Aber das ist es ja gerade, daß die herrschende Arbeitsteilung die vertikale Universalität verhindert! Sie verhindert sie so sehr, daß man beobachten kann, wie z. B. Menschen, deren Jugendentwicklung und Arbeitspraxis Facharbeiter aus ihnen gemacht hat, dann in mittleren Jahren auch mit dem attestierten Abschluß eines qualvollen Fernstudiums nicht wirklich über das ursprüngliche Strukturniveau ihres Bewußtseins hinausgelangen.
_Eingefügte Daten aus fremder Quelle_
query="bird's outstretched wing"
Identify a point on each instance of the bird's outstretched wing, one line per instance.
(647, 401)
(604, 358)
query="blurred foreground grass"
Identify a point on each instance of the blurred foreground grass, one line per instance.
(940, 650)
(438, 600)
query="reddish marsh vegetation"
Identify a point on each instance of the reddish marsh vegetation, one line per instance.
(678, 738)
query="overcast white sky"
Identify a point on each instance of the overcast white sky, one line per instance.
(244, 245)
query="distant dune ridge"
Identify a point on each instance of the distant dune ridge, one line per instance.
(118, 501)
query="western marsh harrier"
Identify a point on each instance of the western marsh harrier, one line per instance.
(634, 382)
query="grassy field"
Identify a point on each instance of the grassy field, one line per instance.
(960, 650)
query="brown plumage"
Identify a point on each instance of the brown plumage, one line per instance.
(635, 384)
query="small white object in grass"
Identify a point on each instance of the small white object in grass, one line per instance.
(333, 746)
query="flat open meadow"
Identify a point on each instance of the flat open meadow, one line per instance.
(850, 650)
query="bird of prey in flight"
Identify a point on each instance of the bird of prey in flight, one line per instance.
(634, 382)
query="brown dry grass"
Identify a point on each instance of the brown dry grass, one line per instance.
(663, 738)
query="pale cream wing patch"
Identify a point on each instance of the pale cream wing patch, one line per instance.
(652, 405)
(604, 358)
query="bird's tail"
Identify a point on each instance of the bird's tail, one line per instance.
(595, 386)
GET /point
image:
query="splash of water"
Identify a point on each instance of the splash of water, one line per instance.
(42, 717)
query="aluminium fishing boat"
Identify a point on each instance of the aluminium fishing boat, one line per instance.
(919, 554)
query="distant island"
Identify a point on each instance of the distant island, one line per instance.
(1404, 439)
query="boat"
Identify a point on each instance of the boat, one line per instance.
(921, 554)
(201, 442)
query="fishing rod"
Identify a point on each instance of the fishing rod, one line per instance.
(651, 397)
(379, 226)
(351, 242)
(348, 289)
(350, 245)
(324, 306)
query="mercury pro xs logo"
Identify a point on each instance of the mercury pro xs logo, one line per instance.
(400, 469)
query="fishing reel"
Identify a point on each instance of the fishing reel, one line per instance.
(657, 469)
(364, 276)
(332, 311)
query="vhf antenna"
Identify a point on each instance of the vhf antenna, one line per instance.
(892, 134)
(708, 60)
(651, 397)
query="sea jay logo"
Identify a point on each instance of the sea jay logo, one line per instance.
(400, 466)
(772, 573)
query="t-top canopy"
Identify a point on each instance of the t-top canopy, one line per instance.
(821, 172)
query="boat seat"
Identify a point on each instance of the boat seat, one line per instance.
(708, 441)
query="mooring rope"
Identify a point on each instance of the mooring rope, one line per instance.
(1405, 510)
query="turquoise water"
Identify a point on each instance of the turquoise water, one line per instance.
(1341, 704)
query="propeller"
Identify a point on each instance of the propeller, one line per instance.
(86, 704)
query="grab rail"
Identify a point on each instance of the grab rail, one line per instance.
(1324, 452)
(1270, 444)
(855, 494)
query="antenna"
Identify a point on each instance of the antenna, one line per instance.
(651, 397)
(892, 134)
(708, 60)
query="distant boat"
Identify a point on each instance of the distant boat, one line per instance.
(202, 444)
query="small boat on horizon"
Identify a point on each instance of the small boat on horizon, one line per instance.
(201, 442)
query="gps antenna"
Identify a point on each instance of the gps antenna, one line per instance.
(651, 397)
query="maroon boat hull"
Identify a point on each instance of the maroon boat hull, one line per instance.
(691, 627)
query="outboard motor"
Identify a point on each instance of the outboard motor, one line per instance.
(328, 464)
Über unserer Gesellschaft prangt in großen Lettern das Prinzip »Jeder nach seinen Fähigkeiten, jedem nach seiner Leistung«, und zugleich verabschiedet man in ihrem Namen einen Plan, der die Proportionen reguliert, in denen die heranwachsenden Mitglieder der Gesellschaft je verschiedene Niveaus von Leistungsfähigkeit und Konsumbefriedigung, überhaupt von menschlicher Realisation erreichen werden. 

In Orwells Satire von der »Farm der Tiere« wird die Losung an der Scheunenwand, nach der alle Tiere gleich sein sollen, später ergänzt durch den Zusatz: »Aber einige sind gleicher als die anderen«. Man muß das, um auf den realen Kern dieser einschneidenden Korrektur zu kommen, in eine ökonomienähere Sprache übersetzen. 

Dann lautet der Satz: Es eignen sich alle Individuen die Sozietät (die menschliche Zivilisation und Kultur) an, aber einige sind gesellschaftlicher als die anderen. Die Aneignung der Kultur ist eine Frage der aktiven, bewußten Teilnahme an ihren verschiedenen Funktionsniveaus und Ausdrucksbereichen. Und wer seine Energie acht Stunden jedes Tages auf Tätigkeiten konzentrieren muß, die relativ niedrige Grade und isolierte Felder von Bewußtseinskoordination beanspruchen, der wird mit großer Wahrscheinlichkeit von der Mitbestimmung auf breiterer Ebene und höheren Niveaus ausgeschlossen, weil er nicht dazu kommt, sich das erforderliche Differenzierungs- und Abstraktionsvermögen zu erwerben, und dann gehört er fundamental zu den Unterdrückten der gegebenen Gesellschaft.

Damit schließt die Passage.